Was planning to live here permanently.  Are you saying  people on 804 or 864 are temporary but still charged land tax and surcharge fees.

Here are the facts:

While you are on a bridging visa, you are temporary.  You will definitely be treated as a foreign investor when purchasing your property, there is no doubt about that.  That means you need to apply to FIRB (and pay the application fee), and then pay extra stamp duty (which varies from state to state, but the result is that you'll pay about three times as much stamp duty as a local).

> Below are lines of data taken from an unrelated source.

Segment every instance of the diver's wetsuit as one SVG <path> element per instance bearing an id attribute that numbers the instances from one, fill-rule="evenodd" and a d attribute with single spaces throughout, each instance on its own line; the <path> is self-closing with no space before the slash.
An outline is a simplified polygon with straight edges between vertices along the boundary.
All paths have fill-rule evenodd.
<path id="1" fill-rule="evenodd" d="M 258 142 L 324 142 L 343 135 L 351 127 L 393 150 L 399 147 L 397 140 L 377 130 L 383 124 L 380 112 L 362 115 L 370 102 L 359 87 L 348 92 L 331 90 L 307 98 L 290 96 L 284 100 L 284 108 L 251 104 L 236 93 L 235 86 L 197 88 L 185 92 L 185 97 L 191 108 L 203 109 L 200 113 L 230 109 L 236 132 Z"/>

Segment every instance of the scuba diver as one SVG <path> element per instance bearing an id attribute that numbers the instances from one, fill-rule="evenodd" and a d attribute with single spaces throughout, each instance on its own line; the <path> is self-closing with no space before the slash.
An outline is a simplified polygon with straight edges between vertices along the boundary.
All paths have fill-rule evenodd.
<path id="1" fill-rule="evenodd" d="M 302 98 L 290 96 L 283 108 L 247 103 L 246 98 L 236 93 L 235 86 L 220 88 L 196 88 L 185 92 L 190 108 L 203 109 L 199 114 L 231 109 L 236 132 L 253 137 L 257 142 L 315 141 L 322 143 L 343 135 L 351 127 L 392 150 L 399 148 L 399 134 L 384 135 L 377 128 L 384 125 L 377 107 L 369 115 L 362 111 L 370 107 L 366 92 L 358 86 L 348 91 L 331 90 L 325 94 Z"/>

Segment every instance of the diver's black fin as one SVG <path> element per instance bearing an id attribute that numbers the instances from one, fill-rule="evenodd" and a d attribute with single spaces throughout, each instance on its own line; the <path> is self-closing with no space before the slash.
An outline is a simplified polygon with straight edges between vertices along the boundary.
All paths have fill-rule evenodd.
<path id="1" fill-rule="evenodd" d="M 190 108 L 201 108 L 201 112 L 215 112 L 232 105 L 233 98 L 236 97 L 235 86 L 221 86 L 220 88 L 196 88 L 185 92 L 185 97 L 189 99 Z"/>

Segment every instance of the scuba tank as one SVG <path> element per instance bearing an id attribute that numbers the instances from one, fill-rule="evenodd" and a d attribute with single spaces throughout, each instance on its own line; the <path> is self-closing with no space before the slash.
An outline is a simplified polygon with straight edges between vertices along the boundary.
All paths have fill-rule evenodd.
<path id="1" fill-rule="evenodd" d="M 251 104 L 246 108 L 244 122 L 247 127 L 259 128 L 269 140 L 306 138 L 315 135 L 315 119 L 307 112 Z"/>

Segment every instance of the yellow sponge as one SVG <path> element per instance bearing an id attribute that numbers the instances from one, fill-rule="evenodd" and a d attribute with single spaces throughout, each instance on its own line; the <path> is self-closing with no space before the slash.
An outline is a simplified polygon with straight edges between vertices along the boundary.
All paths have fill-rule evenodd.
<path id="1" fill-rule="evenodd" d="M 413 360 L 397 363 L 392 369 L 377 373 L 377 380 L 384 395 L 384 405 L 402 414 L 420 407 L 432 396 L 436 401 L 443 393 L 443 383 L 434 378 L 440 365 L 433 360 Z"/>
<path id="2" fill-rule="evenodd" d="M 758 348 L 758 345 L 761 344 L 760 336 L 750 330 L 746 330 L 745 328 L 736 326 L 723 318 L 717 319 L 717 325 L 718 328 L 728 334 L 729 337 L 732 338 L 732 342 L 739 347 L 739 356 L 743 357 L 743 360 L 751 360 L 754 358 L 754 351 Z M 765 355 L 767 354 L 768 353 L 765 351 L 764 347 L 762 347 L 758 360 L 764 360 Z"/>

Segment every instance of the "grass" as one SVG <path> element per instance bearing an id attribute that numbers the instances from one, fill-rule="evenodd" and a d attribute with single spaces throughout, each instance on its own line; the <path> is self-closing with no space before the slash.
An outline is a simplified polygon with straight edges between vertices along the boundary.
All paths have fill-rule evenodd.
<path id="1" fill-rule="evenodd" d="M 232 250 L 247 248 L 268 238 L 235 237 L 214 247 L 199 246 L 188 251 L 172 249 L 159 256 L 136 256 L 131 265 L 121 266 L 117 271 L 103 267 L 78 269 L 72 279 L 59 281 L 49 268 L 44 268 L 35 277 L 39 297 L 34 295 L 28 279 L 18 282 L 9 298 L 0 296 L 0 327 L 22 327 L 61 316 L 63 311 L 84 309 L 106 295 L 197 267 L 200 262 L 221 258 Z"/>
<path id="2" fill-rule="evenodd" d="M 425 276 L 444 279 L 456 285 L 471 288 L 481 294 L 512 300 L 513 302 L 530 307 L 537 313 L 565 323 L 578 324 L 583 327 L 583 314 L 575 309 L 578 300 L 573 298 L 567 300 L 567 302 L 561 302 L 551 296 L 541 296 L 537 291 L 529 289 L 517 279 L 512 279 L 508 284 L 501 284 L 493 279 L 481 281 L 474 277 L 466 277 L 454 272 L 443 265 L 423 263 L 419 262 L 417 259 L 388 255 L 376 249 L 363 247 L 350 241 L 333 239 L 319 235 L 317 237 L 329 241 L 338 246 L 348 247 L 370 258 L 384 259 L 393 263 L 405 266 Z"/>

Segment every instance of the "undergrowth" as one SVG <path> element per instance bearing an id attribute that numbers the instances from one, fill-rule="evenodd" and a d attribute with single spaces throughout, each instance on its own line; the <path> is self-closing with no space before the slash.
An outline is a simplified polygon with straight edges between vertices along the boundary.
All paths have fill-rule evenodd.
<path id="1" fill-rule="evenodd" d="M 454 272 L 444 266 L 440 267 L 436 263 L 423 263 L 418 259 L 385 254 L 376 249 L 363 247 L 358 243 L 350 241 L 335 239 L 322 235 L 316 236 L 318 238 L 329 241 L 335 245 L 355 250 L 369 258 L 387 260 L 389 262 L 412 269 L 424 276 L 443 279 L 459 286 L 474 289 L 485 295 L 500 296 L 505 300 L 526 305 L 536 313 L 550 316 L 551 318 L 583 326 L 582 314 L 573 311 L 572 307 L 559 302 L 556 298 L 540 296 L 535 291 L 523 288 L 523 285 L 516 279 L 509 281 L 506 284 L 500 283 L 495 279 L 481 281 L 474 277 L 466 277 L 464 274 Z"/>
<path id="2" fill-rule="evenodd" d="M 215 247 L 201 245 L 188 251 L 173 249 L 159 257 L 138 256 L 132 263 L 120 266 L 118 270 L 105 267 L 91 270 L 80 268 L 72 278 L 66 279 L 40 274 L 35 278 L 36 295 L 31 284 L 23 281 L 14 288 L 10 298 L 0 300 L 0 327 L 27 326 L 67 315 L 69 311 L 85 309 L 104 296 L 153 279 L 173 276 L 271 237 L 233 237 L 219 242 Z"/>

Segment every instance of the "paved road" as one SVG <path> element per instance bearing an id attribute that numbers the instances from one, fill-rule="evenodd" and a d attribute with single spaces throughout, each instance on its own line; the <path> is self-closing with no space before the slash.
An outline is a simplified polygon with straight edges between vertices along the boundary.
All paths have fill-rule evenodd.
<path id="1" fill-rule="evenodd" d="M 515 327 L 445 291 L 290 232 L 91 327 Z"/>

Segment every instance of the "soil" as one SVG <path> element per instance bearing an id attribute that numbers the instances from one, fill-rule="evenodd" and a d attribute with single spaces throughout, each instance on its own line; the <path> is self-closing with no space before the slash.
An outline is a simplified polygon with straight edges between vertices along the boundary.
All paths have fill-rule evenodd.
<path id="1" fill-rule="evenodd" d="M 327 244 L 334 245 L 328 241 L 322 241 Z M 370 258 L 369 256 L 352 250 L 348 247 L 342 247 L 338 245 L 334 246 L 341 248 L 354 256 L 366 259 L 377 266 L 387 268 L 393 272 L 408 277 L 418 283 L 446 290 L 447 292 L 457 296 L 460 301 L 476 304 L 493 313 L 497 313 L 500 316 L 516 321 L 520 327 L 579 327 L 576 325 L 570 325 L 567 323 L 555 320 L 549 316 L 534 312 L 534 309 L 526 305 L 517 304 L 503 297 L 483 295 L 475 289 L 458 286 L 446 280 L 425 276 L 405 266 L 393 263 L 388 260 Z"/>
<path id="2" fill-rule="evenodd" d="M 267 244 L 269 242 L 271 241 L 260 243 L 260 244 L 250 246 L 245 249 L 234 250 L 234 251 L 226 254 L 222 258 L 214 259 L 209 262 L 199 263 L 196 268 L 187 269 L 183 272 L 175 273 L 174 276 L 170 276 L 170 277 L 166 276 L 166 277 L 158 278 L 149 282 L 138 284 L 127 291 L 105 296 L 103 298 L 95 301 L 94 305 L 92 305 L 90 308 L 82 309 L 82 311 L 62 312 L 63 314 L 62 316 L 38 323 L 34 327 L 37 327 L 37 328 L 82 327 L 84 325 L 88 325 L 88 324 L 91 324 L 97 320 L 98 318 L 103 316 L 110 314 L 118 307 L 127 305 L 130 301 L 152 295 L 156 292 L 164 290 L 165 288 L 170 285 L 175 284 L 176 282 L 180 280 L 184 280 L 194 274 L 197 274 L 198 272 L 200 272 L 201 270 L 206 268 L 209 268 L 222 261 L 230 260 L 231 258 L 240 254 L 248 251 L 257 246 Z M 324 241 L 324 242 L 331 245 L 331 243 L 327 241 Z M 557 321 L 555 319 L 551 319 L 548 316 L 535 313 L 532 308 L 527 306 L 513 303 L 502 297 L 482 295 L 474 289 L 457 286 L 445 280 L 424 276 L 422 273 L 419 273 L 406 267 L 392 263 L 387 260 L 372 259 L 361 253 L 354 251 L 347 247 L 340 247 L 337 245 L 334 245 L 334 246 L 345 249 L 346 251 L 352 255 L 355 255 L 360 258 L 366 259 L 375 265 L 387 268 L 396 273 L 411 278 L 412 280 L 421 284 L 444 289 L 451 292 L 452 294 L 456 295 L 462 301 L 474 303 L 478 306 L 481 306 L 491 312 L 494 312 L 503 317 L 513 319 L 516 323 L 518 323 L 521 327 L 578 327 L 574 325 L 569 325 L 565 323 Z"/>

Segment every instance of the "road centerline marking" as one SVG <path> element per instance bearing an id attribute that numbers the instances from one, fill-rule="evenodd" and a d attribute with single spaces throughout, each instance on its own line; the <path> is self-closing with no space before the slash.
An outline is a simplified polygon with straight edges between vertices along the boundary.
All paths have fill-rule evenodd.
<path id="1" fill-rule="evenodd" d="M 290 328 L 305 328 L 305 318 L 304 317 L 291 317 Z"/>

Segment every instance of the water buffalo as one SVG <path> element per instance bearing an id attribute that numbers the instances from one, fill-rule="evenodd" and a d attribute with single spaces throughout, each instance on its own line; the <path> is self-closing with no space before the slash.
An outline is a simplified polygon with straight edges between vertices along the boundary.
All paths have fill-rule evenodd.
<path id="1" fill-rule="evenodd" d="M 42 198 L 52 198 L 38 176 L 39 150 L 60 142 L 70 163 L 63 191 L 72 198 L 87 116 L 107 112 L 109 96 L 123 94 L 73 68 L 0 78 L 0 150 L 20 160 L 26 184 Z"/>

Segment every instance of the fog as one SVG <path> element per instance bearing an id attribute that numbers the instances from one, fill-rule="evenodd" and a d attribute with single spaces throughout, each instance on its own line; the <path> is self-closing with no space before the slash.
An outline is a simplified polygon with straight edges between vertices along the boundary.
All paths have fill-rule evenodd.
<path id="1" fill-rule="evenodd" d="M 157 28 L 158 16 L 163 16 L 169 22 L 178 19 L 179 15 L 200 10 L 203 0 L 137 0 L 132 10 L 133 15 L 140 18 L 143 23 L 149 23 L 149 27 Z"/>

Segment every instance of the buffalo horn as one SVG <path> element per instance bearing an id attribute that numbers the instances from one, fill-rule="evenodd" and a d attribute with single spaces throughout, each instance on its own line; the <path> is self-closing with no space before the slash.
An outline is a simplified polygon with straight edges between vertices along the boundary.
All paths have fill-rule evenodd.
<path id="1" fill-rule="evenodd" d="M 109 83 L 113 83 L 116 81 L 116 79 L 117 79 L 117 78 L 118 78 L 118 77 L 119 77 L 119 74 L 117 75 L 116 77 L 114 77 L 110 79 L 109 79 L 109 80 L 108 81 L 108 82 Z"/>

As for land tax - I've been on these forums for some years and have never heard about land tax issues, so perhaps (since you are residing in the home), you don't have to pay.  However if I study the rules, in theory you should have to pay.  As others have said, you need expert advice but it would be a tax expert not a migration agent.  Since that seems to be your sticking point, I suggest seeking that advice. 

Once you get your visa - either 864 or 804 - you are permanent. But as you note, you may be dead by the time the 804 comes through, so probably irrelevant. 

Are you aware your UK state pension will be frozen forever at the rate it is today?  No increases, ever.  You can claim the higher rate temporarily while you're back in the UK on holiday - but you will have to apply for permission every time you want to leave Australia, as your bridging visa does not allow you to leave the country. 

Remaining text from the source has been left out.